[Feature Request] Resource Level Policies for API Gateway
The CBDE team is investigating how to put authentication in front of out Docker Registry. Ideally we would use the same system to authenticate people and EC2 instances. We would like to leverage IAM to achieve this.
Our goal is to create a short lived token dispenser that responds to version 4 signed requests with a token containing:
- the ARN of the caller
- expiry time
- signature
As a start we have spiked out the simplest client and server possible:
- an API Gateway method with that returns the ARN of the caller.
- a ruby script that signs a request to this method.

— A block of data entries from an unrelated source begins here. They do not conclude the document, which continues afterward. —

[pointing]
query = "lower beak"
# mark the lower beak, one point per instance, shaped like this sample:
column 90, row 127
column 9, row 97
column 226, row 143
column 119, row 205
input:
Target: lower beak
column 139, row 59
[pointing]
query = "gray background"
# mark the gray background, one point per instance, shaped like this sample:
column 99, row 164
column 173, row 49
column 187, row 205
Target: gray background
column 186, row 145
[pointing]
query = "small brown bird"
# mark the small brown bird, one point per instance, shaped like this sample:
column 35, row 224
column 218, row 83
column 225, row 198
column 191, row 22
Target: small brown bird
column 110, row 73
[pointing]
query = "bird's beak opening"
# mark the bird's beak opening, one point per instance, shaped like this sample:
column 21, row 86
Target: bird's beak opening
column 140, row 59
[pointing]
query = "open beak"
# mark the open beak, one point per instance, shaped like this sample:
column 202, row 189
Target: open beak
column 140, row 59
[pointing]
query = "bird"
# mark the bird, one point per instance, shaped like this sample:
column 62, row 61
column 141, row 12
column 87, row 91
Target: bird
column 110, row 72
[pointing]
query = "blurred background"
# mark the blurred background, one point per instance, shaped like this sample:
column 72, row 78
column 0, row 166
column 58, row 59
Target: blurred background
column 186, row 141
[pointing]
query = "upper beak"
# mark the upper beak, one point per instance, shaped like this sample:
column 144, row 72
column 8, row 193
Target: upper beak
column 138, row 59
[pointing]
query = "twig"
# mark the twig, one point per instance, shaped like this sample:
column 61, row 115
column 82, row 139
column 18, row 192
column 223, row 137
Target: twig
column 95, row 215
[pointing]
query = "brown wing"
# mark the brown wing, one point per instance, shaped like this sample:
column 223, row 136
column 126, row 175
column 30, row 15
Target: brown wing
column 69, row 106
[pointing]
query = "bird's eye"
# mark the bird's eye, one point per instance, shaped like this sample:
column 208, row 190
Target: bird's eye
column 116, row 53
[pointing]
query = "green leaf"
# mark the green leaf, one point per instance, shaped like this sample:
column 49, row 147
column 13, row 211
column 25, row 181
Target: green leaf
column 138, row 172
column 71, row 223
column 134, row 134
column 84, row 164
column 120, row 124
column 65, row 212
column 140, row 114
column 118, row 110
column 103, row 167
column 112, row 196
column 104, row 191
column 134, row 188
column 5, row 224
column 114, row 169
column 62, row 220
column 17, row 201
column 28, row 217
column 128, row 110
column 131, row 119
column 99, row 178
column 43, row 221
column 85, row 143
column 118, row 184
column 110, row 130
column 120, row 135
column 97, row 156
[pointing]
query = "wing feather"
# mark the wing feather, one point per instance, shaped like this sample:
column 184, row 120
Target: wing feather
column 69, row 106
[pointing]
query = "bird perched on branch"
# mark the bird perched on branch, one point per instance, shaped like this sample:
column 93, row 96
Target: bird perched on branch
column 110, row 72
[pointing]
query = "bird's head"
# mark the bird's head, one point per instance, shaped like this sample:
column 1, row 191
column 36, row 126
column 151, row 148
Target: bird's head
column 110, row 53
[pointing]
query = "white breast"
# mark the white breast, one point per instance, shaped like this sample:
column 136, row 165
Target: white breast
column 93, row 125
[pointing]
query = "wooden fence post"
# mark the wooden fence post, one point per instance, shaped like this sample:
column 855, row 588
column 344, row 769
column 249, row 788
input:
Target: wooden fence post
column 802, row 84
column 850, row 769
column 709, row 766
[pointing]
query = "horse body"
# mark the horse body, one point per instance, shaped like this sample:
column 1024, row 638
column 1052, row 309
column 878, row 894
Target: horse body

When run as a SAML authenticated user, the method returns:
{
"account_id": "867471893442",
"caller": "AROAJBP7Q6HCH3XU267ZS:mbailey",
"source_ip": "203.17.253.249",
"user": "AROAJBP7Q6HCH3XU267ZS:mbailey",
"user_arn": "arn:aws:sts::867471893442:assumed-role/cbde-Developer/mbailey"
}
When IAM Auth is turned on for an API Gateway method, it's only enabled for the current account. We use many accounts and would like the option of running a single API Gateway to issue tokens to these accounts. I believe we need policies at a resource level (API or method, preferably both) to achieve this.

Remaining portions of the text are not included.